Your monthly internet cost may be going up in July. Either that or your internet bandwidth speeds may slow down when you hit a certain limit.
When the pandemic began, the FCC launched "Keep Americans Connected" encouraging internet providers across the country to help people who were suddenly working from home alongside their kids who were finishing up the school year at home.
That program ends June 30, which means those providers are free to raise prices or throttle download speeds.
The FCC reports more than 800 providers made a pledge to help families and customers. Some provided free internet to teachers, students and low-income households. Others lifted data cap limits and postponed any disconnection of service.
With the COVID-19 infection numbers surging once again, many of those households will see their internet speeds throttled or additional charges on their bill.
Internet speeds and your WiFi connections are affected by the number of devices connected to the internet.
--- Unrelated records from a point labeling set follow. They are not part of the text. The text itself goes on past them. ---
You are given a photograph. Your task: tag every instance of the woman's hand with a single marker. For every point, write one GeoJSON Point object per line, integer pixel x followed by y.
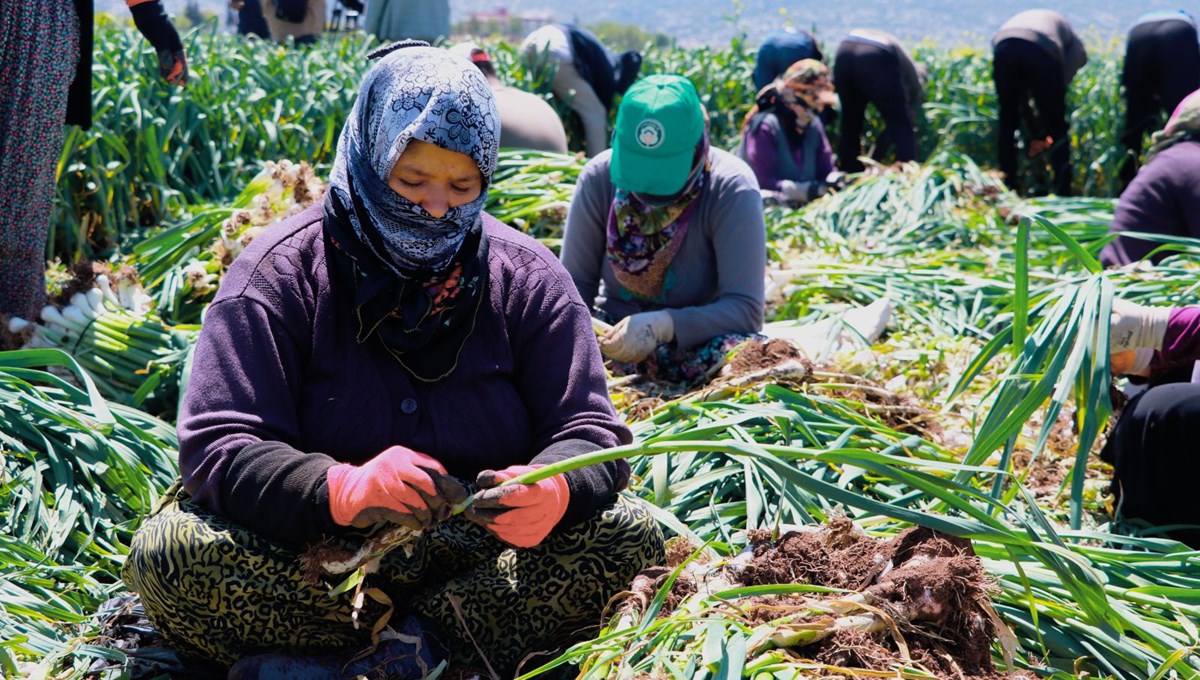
{"type": "Point", "coordinates": [636, 336]}
{"type": "Point", "coordinates": [519, 515]}
{"type": "Point", "coordinates": [399, 486]}
{"type": "Point", "coordinates": [1134, 326]}
{"type": "Point", "coordinates": [1132, 362]}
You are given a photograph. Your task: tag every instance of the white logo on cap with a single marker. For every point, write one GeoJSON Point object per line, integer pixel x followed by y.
{"type": "Point", "coordinates": [651, 133]}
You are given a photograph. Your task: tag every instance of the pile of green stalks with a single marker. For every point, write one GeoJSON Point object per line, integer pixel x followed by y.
{"type": "Point", "coordinates": [993, 374]}
{"type": "Point", "coordinates": [774, 457]}
{"type": "Point", "coordinates": [77, 476]}
{"type": "Point", "coordinates": [156, 149]}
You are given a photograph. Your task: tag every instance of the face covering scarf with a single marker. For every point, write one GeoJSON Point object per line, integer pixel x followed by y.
{"type": "Point", "coordinates": [1182, 126]}
{"type": "Point", "coordinates": [417, 281]}
{"type": "Point", "coordinates": [642, 238]}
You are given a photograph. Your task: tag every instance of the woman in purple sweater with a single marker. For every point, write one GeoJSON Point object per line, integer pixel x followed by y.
{"type": "Point", "coordinates": [1164, 197]}
{"type": "Point", "coordinates": [1152, 447]}
{"type": "Point", "coordinates": [783, 138]}
{"type": "Point", "coordinates": [373, 361]}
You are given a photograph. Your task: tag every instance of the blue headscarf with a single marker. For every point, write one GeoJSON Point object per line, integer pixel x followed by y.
{"type": "Point", "coordinates": [415, 281]}
{"type": "Point", "coordinates": [425, 94]}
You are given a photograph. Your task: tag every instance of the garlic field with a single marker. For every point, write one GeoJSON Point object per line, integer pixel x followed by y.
{"type": "Point", "coordinates": [807, 491]}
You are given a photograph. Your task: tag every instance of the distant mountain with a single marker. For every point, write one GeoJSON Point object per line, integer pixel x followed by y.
{"type": "Point", "coordinates": [714, 22]}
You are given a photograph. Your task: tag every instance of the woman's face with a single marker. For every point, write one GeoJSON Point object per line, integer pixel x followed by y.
{"type": "Point", "coordinates": [435, 178]}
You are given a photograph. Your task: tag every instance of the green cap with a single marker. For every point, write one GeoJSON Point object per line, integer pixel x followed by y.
{"type": "Point", "coordinates": [659, 124]}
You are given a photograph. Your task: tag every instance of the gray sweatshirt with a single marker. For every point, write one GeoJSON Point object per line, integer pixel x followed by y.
{"type": "Point", "coordinates": [1051, 32]}
{"type": "Point", "coordinates": [714, 286]}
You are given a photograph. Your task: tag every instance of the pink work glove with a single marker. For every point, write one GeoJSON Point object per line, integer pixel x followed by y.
{"type": "Point", "coordinates": [399, 486]}
{"type": "Point", "coordinates": [519, 515]}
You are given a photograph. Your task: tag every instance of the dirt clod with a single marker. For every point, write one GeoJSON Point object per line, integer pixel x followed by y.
{"type": "Point", "coordinates": [928, 594]}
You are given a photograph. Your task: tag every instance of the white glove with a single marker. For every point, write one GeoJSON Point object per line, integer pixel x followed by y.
{"type": "Point", "coordinates": [1135, 326]}
{"type": "Point", "coordinates": [636, 336]}
{"type": "Point", "coordinates": [1132, 362]}
{"type": "Point", "coordinates": [802, 192]}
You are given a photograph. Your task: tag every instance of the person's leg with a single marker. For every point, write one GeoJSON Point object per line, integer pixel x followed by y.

If your kids are watching YouTube, and your spouse is connected with their office online, your Zoom meetings may not stream correctly.
If you go over the data caps for the month, you may notice more buffering while watching Netflix at night. Some providers will also charge you more if you go over what you're paying for.
To check your internet speed, go to the website speedtest.net.
If you're not getting the speed you're paying for, you should contact your provider.
Pro Tip: If your family is spending more time at home, you're not using the data you pay for through your cellphone provider. One thing you can do is turn off WiFi on all of your mobile devices.
If the kids are watching Netflix and someone else is spending time on Facebook that doesn't require lightning fast speed, you'll conserve the data from your internet provider. Take a close look at your wireless bill over the past few months. Chances are you're paying for 40gb of data or more. You may even be paying for an unlimited data package. All that data is not being used. Use it at home on those devices.
And check your next internet bill to make sure you're not being charged more than your original agreement. Thus far, there's been no word if the major providers intend on extending their commitment to keep America connected.